This code is modified from https://github.com/uvipen/Street-fighter-A3C-ICM-pytorch. Specifically, the major changes are made in src/env.py. Please install PLE and the dependencies listed in requirements-dev.txt. Let me know if there is any bug. Thanks!
# running on CPUs
python train.py --num_processes 16 --map_file fire_3.txt --exp my_exp
python test.py --resume_path trained_models/my_exp/500K --map_file fire_3.txt
# visualize with tensorboard
tensorboard --logdir tensorboard --bind_all &
- I found that training speed on CPU is on par with GPU. Probably because of larger CPU memory and the on-policy training mechanism. CIMS's crunchy servers seems to be good choices.
- Not recommend using to many processes, the A3C paper uses 16 processes.
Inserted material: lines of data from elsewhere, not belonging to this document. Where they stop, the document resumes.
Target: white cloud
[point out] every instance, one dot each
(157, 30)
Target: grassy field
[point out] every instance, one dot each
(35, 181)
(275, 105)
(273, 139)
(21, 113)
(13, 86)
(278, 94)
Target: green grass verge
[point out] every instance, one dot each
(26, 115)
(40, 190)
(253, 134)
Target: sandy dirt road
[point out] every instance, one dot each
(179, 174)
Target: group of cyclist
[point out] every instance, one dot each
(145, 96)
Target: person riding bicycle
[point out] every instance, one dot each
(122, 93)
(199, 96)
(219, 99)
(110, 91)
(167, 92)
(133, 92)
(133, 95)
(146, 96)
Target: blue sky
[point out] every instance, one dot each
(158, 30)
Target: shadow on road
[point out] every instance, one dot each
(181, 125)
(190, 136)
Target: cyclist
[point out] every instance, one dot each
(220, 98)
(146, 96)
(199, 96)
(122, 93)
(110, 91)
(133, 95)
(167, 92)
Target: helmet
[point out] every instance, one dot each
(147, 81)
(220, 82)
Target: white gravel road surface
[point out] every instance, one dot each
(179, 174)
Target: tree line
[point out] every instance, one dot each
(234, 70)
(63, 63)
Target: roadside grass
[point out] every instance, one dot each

- --max_steps needs to be greater than 500 for longer exploration
- Decreasing the learning rate and changing the weight (--lambda) for curiosity loss might be worth tuning.
- The ICM paper uses --lr=1e-3. However, from my experiments it can't be that large.
- Previous papers use --frame_skip=4.
- Removing the null action (or set --num_action=5) doesn't help.
- Adding negative rewards doesn't work on map.txt. It's worth looking into how to change the hyperparameters to make it work.
- The initial position of the player can be changed by modifying self.playerPosition in board.py. However, I haven't figured out how to map coordinates in map.txt to the real position. So I currently just modify the the values and output the screen to see the effects.
- Tensorboard cannot show results from every process, probably due to race condition?